Thrive Montgomery 2050 fails to protect affordable housing. Ironically, this is being done in the name of building more affordable housing. Well, sort of. Affordable housing means housing for those at the lowest income levels, either regulated by the county or naturally occurring. Thrive has noticeably evolved away from focusing on “affordable” to “attainable”, with the latter meaning more units but not necessarily an increase in affordable units.
Thrive doesn’t worry about protecting existing affordable places to live. The idea is that tearing down currently affordable buildings isn’t a problem because they will be replaced by new buildings that will contain a greater number of affordable units.

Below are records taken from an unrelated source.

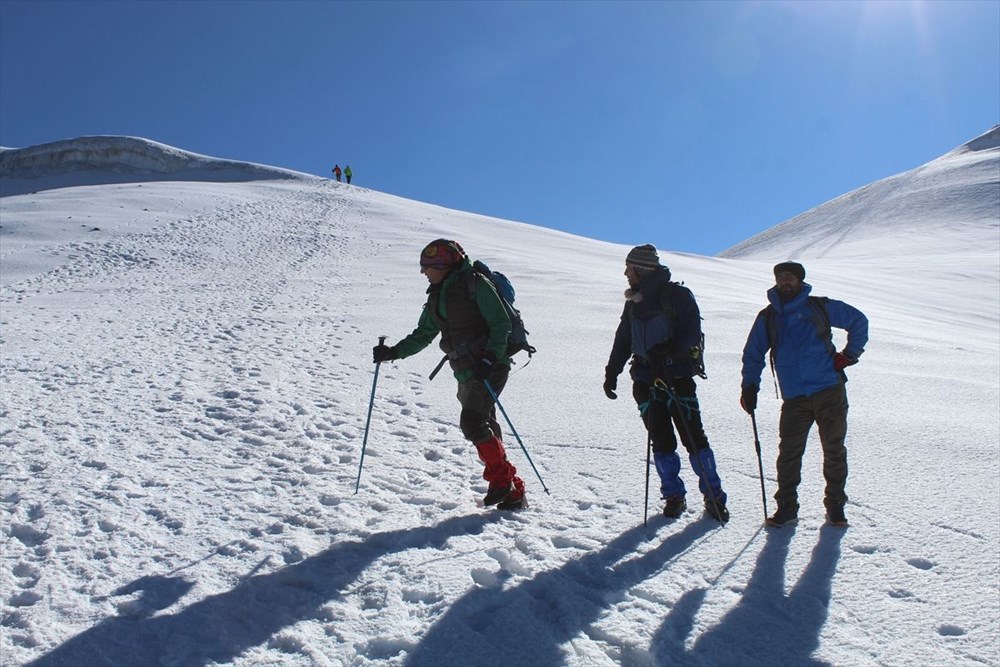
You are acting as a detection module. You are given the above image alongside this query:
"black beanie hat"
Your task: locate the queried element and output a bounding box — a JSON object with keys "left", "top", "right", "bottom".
{"left": 626, "top": 244, "right": 661, "bottom": 272}
{"left": 773, "top": 261, "right": 806, "bottom": 281}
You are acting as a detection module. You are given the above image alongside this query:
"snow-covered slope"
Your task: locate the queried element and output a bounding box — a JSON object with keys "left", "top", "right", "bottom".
{"left": 720, "top": 125, "right": 1000, "bottom": 261}
{"left": 1, "top": 134, "right": 998, "bottom": 667}
{"left": 0, "top": 136, "right": 316, "bottom": 197}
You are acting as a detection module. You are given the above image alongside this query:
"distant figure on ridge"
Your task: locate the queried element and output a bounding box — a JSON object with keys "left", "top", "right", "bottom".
{"left": 740, "top": 261, "right": 869, "bottom": 528}
{"left": 332, "top": 164, "right": 342, "bottom": 182}
{"left": 603, "top": 244, "right": 729, "bottom": 523}
{"left": 344, "top": 165, "right": 352, "bottom": 184}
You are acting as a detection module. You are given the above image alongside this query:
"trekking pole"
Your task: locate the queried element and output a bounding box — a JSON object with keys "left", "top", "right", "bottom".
{"left": 643, "top": 433, "right": 652, "bottom": 527}
{"left": 654, "top": 379, "right": 726, "bottom": 525}
{"left": 750, "top": 411, "right": 769, "bottom": 521}
{"left": 484, "top": 380, "right": 550, "bottom": 494}
{"left": 355, "top": 336, "right": 386, "bottom": 494}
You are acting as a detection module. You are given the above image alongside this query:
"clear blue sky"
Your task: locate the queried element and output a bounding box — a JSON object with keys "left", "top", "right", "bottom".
{"left": 2, "top": 0, "right": 998, "bottom": 255}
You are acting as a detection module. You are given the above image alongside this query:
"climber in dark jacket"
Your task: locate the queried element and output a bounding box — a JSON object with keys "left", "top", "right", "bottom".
{"left": 605, "top": 244, "right": 728, "bottom": 522}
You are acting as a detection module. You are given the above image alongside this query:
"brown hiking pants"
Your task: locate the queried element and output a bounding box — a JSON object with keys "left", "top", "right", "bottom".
{"left": 775, "top": 382, "right": 849, "bottom": 510}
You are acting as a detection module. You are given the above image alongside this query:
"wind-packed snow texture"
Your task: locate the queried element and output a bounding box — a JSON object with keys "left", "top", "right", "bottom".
{"left": 1, "top": 130, "right": 998, "bottom": 666}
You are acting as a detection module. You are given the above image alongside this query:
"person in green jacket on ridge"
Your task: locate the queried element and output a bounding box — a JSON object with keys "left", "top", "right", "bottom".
{"left": 372, "top": 239, "right": 527, "bottom": 510}
{"left": 344, "top": 164, "right": 352, "bottom": 184}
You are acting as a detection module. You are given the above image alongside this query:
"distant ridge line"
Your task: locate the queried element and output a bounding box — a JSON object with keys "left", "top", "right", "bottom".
{"left": 0, "top": 135, "right": 314, "bottom": 197}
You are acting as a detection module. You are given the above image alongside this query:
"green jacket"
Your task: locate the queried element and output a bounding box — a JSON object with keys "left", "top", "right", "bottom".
{"left": 394, "top": 257, "right": 511, "bottom": 381}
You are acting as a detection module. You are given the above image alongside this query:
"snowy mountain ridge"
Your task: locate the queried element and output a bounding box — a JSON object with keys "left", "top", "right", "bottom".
{"left": 0, "top": 135, "right": 316, "bottom": 197}
{"left": 720, "top": 125, "right": 999, "bottom": 261}
{"left": 945, "top": 123, "right": 1000, "bottom": 156}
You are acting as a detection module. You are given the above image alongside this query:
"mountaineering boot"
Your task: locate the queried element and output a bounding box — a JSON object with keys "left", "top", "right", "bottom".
{"left": 688, "top": 448, "right": 727, "bottom": 523}
{"left": 496, "top": 492, "right": 527, "bottom": 511}
{"left": 475, "top": 436, "right": 526, "bottom": 510}
{"left": 496, "top": 477, "right": 526, "bottom": 510}
{"left": 662, "top": 495, "right": 687, "bottom": 519}
{"left": 826, "top": 504, "right": 848, "bottom": 527}
{"left": 475, "top": 435, "right": 514, "bottom": 504}
{"left": 766, "top": 502, "right": 799, "bottom": 527}
{"left": 483, "top": 481, "right": 515, "bottom": 507}
{"left": 704, "top": 495, "right": 730, "bottom": 524}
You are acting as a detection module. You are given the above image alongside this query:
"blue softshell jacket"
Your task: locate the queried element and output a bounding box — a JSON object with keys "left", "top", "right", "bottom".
{"left": 741, "top": 282, "right": 869, "bottom": 400}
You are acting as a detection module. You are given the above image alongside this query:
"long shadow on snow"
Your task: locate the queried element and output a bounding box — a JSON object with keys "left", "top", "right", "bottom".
{"left": 26, "top": 513, "right": 497, "bottom": 667}
{"left": 405, "top": 518, "right": 718, "bottom": 667}
{"left": 653, "top": 524, "right": 845, "bottom": 666}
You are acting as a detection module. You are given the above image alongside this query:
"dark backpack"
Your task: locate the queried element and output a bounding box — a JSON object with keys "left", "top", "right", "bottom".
{"left": 467, "top": 260, "right": 536, "bottom": 358}
{"left": 627, "top": 281, "right": 707, "bottom": 379}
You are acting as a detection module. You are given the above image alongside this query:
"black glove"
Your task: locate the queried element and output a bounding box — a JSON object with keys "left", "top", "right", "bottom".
{"left": 473, "top": 352, "right": 497, "bottom": 382}
{"left": 603, "top": 368, "right": 618, "bottom": 400}
{"left": 372, "top": 343, "right": 396, "bottom": 364}
{"left": 740, "top": 384, "right": 758, "bottom": 414}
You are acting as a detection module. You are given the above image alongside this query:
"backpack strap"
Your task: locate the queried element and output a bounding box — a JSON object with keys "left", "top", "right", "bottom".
{"left": 628, "top": 281, "right": 707, "bottom": 379}
{"left": 808, "top": 296, "right": 836, "bottom": 357}
{"left": 625, "top": 280, "right": 675, "bottom": 320}
{"left": 658, "top": 281, "right": 677, "bottom": 320}
{"left": 763, "top": 305, "right": 779, "bottom": 397}
{"left": 465, "top": 266, "right": 536, "bottom": 362}
{"left": 465, "top": 268, "right": 478, "bottom": 300}
{"left": 665, "top": 282, "right": 707, "bottom": 379}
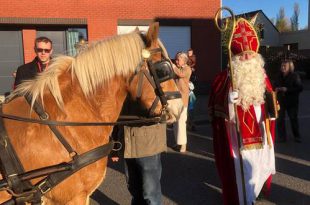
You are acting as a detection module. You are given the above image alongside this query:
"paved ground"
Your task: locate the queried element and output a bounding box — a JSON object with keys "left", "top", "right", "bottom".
{"left": 90, "top": 80, "right": 310, "bottom": 205}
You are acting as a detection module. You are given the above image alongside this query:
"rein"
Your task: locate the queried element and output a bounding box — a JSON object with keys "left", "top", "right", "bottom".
{"left": 0, "top": 112, "right": 162, "bottom": 127}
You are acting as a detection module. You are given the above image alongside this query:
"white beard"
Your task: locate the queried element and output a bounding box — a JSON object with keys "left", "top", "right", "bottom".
{"left": 231, "top": 54, "right": 266, "bottom": 111}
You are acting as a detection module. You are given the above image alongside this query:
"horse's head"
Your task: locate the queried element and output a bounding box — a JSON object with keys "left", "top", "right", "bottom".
{"left": 127, "top": 22, "right": 183, "bottom": 123}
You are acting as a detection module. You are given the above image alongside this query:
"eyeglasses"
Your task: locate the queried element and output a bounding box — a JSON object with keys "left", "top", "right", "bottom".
{"left": 36, "top": 48, "right": 52, "bottom": 53}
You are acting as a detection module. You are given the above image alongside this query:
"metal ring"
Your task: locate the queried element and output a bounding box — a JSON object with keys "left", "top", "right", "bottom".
{"left": 69, "top": 151, "right": 78, "bottom": 158}
{"left": 112, "top": 141, "right": 122, "bottom": 151}
{"left": 0, "top": 139, "right": 8, "bottom": 148}
{"left": 40, "top": 112, "right": 49, "bottom": 120}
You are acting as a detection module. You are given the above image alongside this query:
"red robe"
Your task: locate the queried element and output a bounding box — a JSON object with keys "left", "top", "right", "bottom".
{"left": 208, "top": 70, "right": 276, "bottom": 205}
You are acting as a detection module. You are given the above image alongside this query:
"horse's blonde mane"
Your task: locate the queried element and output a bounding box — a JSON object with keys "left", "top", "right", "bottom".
{"left": 11, "top": 32, "right": 145, "bottom": 108}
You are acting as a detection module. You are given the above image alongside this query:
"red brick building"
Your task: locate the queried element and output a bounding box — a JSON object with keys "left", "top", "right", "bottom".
{"left": 0, "top": 0, "right": 221, "bottom": 95}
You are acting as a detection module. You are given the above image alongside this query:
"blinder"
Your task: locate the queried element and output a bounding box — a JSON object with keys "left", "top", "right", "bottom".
{"left": 134, "top": 46, "right": 182, "bottom": 117}
{"left": 151, "top": 60, "right": 175, "bottom": 83}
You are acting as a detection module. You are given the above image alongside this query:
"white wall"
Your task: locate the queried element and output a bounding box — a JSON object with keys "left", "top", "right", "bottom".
{"left": 0, "top": 95, "right": 4, "bottom": 103}
{"left": 117, "top": 25, "right": 191, "bottom": 58}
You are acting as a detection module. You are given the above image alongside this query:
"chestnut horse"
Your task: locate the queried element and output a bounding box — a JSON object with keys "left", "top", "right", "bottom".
{"left": 0, "top": 23, "right": 183, "bottom": 204}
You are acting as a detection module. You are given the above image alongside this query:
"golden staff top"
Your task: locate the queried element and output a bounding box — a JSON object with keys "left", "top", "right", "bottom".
{"left": 214, "top": 7, "right": 236, "bottom": 90}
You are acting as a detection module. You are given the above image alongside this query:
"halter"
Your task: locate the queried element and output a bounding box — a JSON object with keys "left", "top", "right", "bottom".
{"left": 133, "top": 47, "right": 181, "bottom": 117}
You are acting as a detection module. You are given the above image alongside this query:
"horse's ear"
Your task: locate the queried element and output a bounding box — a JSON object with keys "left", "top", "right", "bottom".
{"left": 146, "top": 22, "right": 159, "bottom": 47}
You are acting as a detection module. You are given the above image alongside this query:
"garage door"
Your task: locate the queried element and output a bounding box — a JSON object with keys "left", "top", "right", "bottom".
{"left": 0, "top": 30, "right": 24, "bottom": 95}
{"left": 117, "top": 26, "right": 191, "bottom": 59}
{"left": 159, "top": 26, "right": 191, "bottom": 59}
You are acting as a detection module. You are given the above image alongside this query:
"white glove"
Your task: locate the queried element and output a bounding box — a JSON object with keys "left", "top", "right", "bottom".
{"left": 229, "top": 91, "right": 239, "bottom": 104}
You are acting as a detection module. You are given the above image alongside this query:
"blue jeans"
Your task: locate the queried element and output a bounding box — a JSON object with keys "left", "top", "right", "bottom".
{"left": 124, "top": 154, "right": 162, "bottom": 205}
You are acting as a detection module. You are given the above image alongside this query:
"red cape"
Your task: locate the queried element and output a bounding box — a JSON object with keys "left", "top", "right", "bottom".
{"left": 208, "top": 70, "right": 275, "bottom": 204}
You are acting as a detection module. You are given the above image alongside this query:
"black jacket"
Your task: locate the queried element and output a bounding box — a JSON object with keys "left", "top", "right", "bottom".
{"left": 275, "top": 72, "right": 303, "bottom": 107}
{"left": 14, "top": 57, "right": 41, "bottom": 87}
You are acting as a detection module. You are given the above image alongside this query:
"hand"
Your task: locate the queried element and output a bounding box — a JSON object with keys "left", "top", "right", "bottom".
{"left": 229, "top": 91, "right": 239, "bottom": 104}
{"left": 111, "top": 157, "right": 119, "bottom": 162}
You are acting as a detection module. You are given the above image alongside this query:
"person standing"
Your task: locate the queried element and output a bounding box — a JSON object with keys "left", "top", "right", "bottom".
{"left": 187, "top": 48, "right": 197, "bottom": 82}
{"left": 208, "top": 18, "right": 276, "bottom": 205}
{"left": 14, "top": 36, "right": 53, "bottom": 87}
{"left": 172, "top": 52, "right": 192, "bottom": 152}
{"left": 111, "top": 98, "right": 167, "bottom": 205}
{"left": 275, "top": 60, "right": 303, "bottom": 143}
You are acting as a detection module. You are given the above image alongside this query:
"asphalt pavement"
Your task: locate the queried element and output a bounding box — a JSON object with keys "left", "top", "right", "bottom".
{"left": 90, "top": 80, "right": 310, "bottom": 205}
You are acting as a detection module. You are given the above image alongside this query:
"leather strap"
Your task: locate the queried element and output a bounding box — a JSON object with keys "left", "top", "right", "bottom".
{"left": 25, "top": 95, "right": 76, "bottom": 156}
{"left": 0, "top": 104, "right": 32, "bottom": 202}
{"left": 30, "top": 141, "right": 114, "bottom": 203}
{"left": 0, "top": 112, "right": 162, "bottom": 127}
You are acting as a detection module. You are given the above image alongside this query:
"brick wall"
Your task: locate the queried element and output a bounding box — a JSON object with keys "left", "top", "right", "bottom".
{"left": 0, "top": 0, "right": 221, "bottom": 85}
{"left": 22, "top": 29, "right": 36, "bottom": 63}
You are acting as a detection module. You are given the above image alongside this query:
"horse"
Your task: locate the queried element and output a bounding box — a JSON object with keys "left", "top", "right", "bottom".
{"left": 0, "top": 22, "right": 183, "bottom": 204}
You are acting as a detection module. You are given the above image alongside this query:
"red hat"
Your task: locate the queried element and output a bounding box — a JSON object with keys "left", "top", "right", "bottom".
{"left": 230, "top": 18, "right": 259, "bottom": 55}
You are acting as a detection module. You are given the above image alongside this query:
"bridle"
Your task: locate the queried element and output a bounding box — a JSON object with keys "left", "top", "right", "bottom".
{"left": 132, "top": 46, "right": 181, "bottom": 117}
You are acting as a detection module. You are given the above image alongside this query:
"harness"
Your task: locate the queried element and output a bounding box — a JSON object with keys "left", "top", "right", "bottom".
{"left": 0, "top": 46, "right": 181, "bottom": 205}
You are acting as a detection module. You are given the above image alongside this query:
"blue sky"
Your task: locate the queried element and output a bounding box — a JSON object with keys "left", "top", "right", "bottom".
{"left": 223, "top": 0, "right": 309, "bottom": 29}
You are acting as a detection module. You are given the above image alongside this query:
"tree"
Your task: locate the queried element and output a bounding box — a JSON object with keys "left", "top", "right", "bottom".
{"left": 290, "top": 3, "right": 300, "bottom": 31}
{"left": 275, "top": 7, "right": 290, "bottom": 32}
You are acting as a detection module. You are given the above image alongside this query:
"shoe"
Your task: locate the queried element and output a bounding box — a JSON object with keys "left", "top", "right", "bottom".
{"left": 180, "top": 144, "right": 186, "bottom": 152}
{"left": 294, "top": 138, "right": 301, "bottom": 143}
{"left": 172, "top": 144, "right": 186, "bottom": 152}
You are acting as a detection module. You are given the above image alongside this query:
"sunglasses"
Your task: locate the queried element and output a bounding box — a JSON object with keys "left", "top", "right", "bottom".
{"left": 36, "top": 48, "right": 52, "bottom": 53}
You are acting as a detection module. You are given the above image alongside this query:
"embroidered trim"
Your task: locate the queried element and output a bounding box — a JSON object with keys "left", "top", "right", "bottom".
{"left": 241, "top": 143, "right": 263, "bottom": 150}
{"left": 242, "top": 110, "right": 255, "bottom": 134}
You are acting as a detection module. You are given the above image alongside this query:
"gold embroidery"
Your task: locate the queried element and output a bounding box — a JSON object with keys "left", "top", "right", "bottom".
{"left": 242, "top": 109, "right": 255, "bottom": 134}
{"left": 265, "top": 118, "right": 272, "bottom": 148}
{"left": 241, "top": 143, "right": 263, "bottom": 151}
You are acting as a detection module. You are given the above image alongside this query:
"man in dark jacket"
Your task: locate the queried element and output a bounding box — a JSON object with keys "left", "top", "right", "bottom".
{"left": 275, "top": 60, "right": 303, "bottom": 143}
{"left": 14, "top": 36, "right": 53, "bottom": 87}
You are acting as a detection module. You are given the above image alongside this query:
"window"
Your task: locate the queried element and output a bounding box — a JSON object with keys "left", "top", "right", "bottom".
{"left": 66, "top": 28, "right": 88, "bottom": 56}
{"left": 37, "top": 27, "right": 87, "bottom": 56}
{"left": 284, "top": 43, "right": 298, "bottom": 52}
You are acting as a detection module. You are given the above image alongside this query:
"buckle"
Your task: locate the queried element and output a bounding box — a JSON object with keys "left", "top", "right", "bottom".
{"left": 39, "top": 112, "right": 49, "bottom": 120}
{"left": 37, "top": 180, "right": 51, "bottom": 194}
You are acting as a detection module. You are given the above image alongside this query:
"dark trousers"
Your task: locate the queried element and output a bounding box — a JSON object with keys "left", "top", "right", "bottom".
{"left": 277, "top": 103, "right": 300, "bottom": 140}
{"left": 124, "top": 154, "right": 162, "bottom": 205}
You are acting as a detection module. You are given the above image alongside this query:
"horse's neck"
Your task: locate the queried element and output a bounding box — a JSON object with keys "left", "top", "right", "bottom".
{"left": 41, "top": 74, "right": 128, "bottom": 151}
{"left": 58, "top": 75, "right": 128, "bottom": 124}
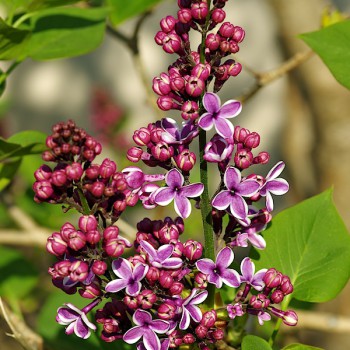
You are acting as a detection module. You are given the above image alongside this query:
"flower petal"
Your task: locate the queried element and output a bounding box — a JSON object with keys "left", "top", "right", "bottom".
{"left": 203, "top": 92, "right": 221, "bottom": 113}
{"left": 236, "top": 179, "right": 260, "bottom": 197}
{"left": 196, "top": 258, "right": 215, "bottom": 275}
{"left": 112, "top": 258, "right": 133, "bottom": 279}
{"left": 265, "top": 191, "right": 274, "bottom": 212}
{"left": 180, "top": 183, "right": 204, "bottom": 198}
{"left": 149, "top": 319, "right": 170, "bottom": 333}
{"left": 174, "top": 195, "right": 191, "bottom": 219}
{"left": 57, "top": 307, "right": 79, "bottom": 324}
{"left": 105, "top": 278, "right": 128, "bottom": 293}
{"left": 212, "top": 191, "right": 232, "bottom": 210}
{"left": 218, "top": 100, "right": 242, "bottom": 119}
{"left": 265, "top": 179, "right": 289, "bottom": 195}
{"left": 247, "top": 232, "right": 266, "bottom": 250}
{"left": 179, "top": 308, "right": 191, "bottom": 330}
{"left": 266, "top": 161, "right": 285, "bottom": 180}
{"left": 214, "top": 117, "right": 234, "bottom": 138}
{"left": 240, "top": 257, "right": 254, "bottom": 281}
{"left": 190, "top": 290, "right": 208, "bottom": 305}
{"left": 229, "top": 194, "right": 248, "bottom": 219}
{"left": 251, "top": 269, "right": 268, "bottom": 291}
{"left": 74, "top": 317, "right": 91, "bottom": 339}
{"left": 126, "top": 280, "right": 142, "bottom": 296}
{"left": 198, "top": 112, "right": 215, "bottom": 131}
{"left": 221, "top": 269, "right": 241, "bottom": 288}
{"left": 208, "top": 272, "right": 222, "bottom": 288}
{"left": 224, "top": 167, "right": 241, "bottom": 190}
{"left": 186, "top": 304, "right": 202, "bottom": 323}
{"left": 123, "top": 325, "right": 143, "bottom": 343}
{"left": 216, "top": 247, "right": 234, "bottom": 269}
{"left": 161, "top": 257, "right": 183, "bottom": 269}
{"left": 154, "top": 187, "right": 175, "bottom": 206}
{"left": 140, "top": 240, "right": 158, "bottom": 261}
{"left": 134, "top": 309, "right": 152, "bottom": 326}
{"left": 166, "top": 168, "right": 184, "bottom": 188}
{"left": 157, "top": 244, "right": 174, "bottom": 262}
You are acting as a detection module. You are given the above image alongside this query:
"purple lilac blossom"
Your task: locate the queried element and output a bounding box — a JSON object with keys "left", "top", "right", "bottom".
{"left": 56, "top": 302, "right": 97, "bottom": 339}
{"left": 123, "top": 309, "right": 169, "bottom": 350}
{"left": 212, "top": 166, "right": 260, "bottom": 220}
{"left": 203, "top": 134, "right": 234, "bottom": 163}
{"left": 195, "top": 247, "right": 241, "bottom": 289}
{"left": 227, "top": 303, "right": 244, "bottom": 320}
{"left": 259, "top": 161, "right": 289, "bottom": 212}
{"left": 140, "top": 240, "right": 183, "bottom": 269}
{"left": 153, "top": 168, "right": 204, "bottom": 219}
{"left": 161, "top": 118, "right": 199, "bottom": 144}
{"left": 105, "top": 258, "right": 148, "bottom": 296}
{"left": 198, "top": 92, "right": 242, "bottom": 138}
{"left": 240, "top": 257, "right": 267, "bottom": 291}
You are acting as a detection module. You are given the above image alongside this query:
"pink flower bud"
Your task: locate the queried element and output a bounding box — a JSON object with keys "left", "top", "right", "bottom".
{"left": 127, "top": 147, "right": 143, "bottom": 162}
{"left": 228, "top": 62, "right": 242, "bottom": 76}
{"left": 271, "top": 289, "right": 284, "bottom": 304}
{"left": 85, "top": 165, "right": 100, "bottom": 180}
{"left": 232, "top": 26, "right": 245, "bottom": 43}
{"left": 51, "top": 169, "right": 67, "bottom": 187}
{"left": 157, "top": 96, "right": 181, "bottom": 111}
{"left": 178, "top": 8, "right": 192, "bottom": 23}
{"left": 104, "top": 239, "right": 125, "bottom": 257}
{"left": 253, "top": 151, "right": 270, "bottom": 165}
{"left": 183, "top": 240, "right": 203, "bottom": 261}
{"left": 205, "top": 33, "right": 221, "bottom": 51}
{"left": 51, "top": 260, "right": 71, "bottom": 278}
{"left": 46, "top": 232, "right": 67, "bottom": 256}
{"left": 191, "top": 63, "right": 211, "bottom": 81}
{"left": 90, "top": 181, "right": 105, "bottom": 197}
{"left": 158, "top": 224, "right": 180, "bottom": 244}
{"left": 65, "top": 162, "right": 83, "bottom": 181}
{"left": 157, "top": 301, "right": 176, "bottom": 320}
{"left": 86, "top": 229, "right": 101, "bottom": 245}
{"left": 79, "top": 215, "right": 97, "bottom": 232}
{"left": 125, "top": 189, "right": 139, "bottom": 207}
{"left": 34, "top": 165, "right": 52, "bottom": 181}
{"left": 42, "top": 151, "right": 55, "bottom": 162}
{"left": 137, "top": 289, "right": 157, "bottom": 309}
{"left": 128, "top": 254, "right": 146, "bottom": 267}
{"left": 33, "top": 181, "right": 54, "bottom": 200}
{"left": 211, "top": 8, "right": 226, "bottom": 23}
{"left": 280, "top": 275, "right": 294, "bottom": 295}
{"left": 234, "top": 126, "right": 250, "bottom": 143}
{"left": 113, "top": 198, "right": 127, "bottom": 213}
{"left": 103, "top": 226, "right": 119, "bottom": 240}
{"left": 169, "top": 282, "right": 184, "bottom": 295}
{"left": 151, "top": 142, "right": 174, "bottom": 162}
{"left": 185, "top": 76, "right": 205, "bottom": 97}
{"left": 195, "top": 272, "right": 208, "bottom": 289}
{"left": 152, "top": 73, "right": 172, "bottom": 96}
{"left": 159, "top": 271, "right": 174, "bottom": 289}
{"left": 133, "top": 127, "right": 151, "bottom": 146}
{"left": 69, "top": 260, "right": 89, "bottom": 282}
{"left": 123, "top": 295, "right": 138, "bottom": 309}
{"left": 191, "top": 2, "right": 208, "bottom": 20}
{"left": 162, "top": 33, "right": 182, "bottom": 54}
{"left": 67, "top": 230, "right": 86, "bottom": 251}
{"left": 250, "top": 294, "right": 270, "bottom": 309}
{"left": 211, "top": 328, "right": 224, "bottom": 341}
{"left": 181, "top": 100, "right": 199, "bottom": 121}
{"left": 195, "top": 324, "right": 208, "bottom": 339}
{"left": 79, "top": 279, "right": 102, "bottom": 299}
{"left": 99, "top": 158, "right": 117, "bottom": 178}
{"left": 154, "top": 31, "right": 167, "bottom": 45}
{"left": 46, "top": 136, "right": 57, "bottom": 149}
{"left": 282, "top": 310, "right": 298, "bottom": 326}
{"left": 201, "top": 310, "right": 217, "bottom": 327}
{"left": 146, "top": 266, "right": 160, "bottom": 284}
{"left": 219, "top": 22, "right": 235, "bottom": 38}
{"left": 229, "top": 40, "right": 240, "bottom": 53}
{"left": 170, "top": 75, "right": 185, "bottom": 92}
{"left": 183, "top": 333, "right": 196, "bottom": 344}
{"left": 263, "top": 268, "right": 283, "bottom": 288}
{"left": 234, "top": 149, "right": 253, "bottom": 169}
{"left": 160, "top": 15, "right": 177, "bottom": 33}
{"left": 92, "top": 260, "right": 107, "bottom": 275}
{"left": 172, "top": 241, "right": 184, "bottom": 257}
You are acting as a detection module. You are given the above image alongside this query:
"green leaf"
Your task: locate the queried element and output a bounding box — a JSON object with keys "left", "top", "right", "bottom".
{"left": 26, "top": 7, "right": 108, "bottom": 60}
{"left": 300, "top": 21, "right": 350, "bottom": 90}
{"left": 0, "top": 246, "right": 38, "bottom": 299}
{"left": 0, "top": 18, "right": 31, "bottom": 60}
{"left": 241, "top": 335, "right": 272, "bottom": 350}
{"left": 282, "top": 344, "right": 324, "bottom": 350}
{"left": 252, "top": 189, "right": 350, "bottom": 303}
{"left": 107, "top": 0, "right": 162, "bottom": 26}
{"left": 0, "top": 158, "right": 22, "bottom": 191}
{"left": 28, "top": 0, "right": 83, "bottom": 11}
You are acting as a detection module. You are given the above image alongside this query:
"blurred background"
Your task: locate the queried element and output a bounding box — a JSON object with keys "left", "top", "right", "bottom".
{"left": 1, "top": 0, "right": 350, "bottom": 349}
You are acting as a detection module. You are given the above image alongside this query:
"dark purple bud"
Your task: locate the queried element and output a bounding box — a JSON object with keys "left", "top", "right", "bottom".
{"left": 263, "top": 268, "right": 283, "bottom": 288}
{"left": 153, "top": 73, "right": 172, "bottom": 96}
{"left": 92, "top": 260, "right": 107, "bottom": 275}
{"left": 183, "top": 333, "right": 196, "bottom": 344}
{"left": 33, "top": 181, "right": 54, "bottom": 199}
{"left": 67, "top": 230, "right": 86, "bottom": 251}
{"left": 100, "top": 158, "right": 117, "bottom": 178}
{"left": 219, "top": 22, "right": 235, "bottom": 38}
{"left": 136, "top": 290, "right": 157, "bottom": 309}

There are major problems with this logic. For a start, the new buildings don’t necessarily have to contain more affordable units. In Bethesda, Brown/Aldon is tearing down 477 naturally occurring affordable apartments on Battery Lane. The new set of buildings, planned over the next 15 years, will include 1530 new units but only 306 MPDUs (moderately priced dwelling units). As a result, the project will cause a net loss of 171 affordable units—and that’s generously counting the MPDUs which are geared towards those earning 60-80% of area median income, not the lowest income.
So we’ll experience a net loss in affordable housing—in the middle of an area where everyone agrees we could use more of it. Under this logic, often we will be destroying existing naturally occurring affordable units for very little or no gain in regulated affordable units, and an increased number of more expensive units.
Thrive proponents even want to pay developers with our tax dollars to tear down existing buildings and build denser in the name of affordable housing. If there is sufficient demand, why do we need to bribe them to build it? And why should we financially aid the destruction of existing affordable housing?
Bribing developers to do something the market is telling us doesn’t make sense is a waste of money. It is a one-off “solution” that provides no guarantee that more housing, and especially affordable housing, will follow. Yet that won’t prevent councilmembers who would chuck our taxes away from pointing to the building as a great new accomplishment.
The most inequitable part of all this, however, is the total lack of consideration for the current residents of existing affordable housing. Renters get thrown out of their homes, so the new building can be built. But finding new affordable housing in desirable locations is difficult, and many will experience major dislocation and need to move much further away. In some cases, the County will literally be paying builders to do projects that will throw low-income residents out in the name of affordable housing.
Thrive should be modified to protect existing affordable housing. Let’s encourage new building, including with MPDUs, in areas without it. We shouldn’t cannibalize our existing stock of affordable housing and dislocate people in this chimera of progress.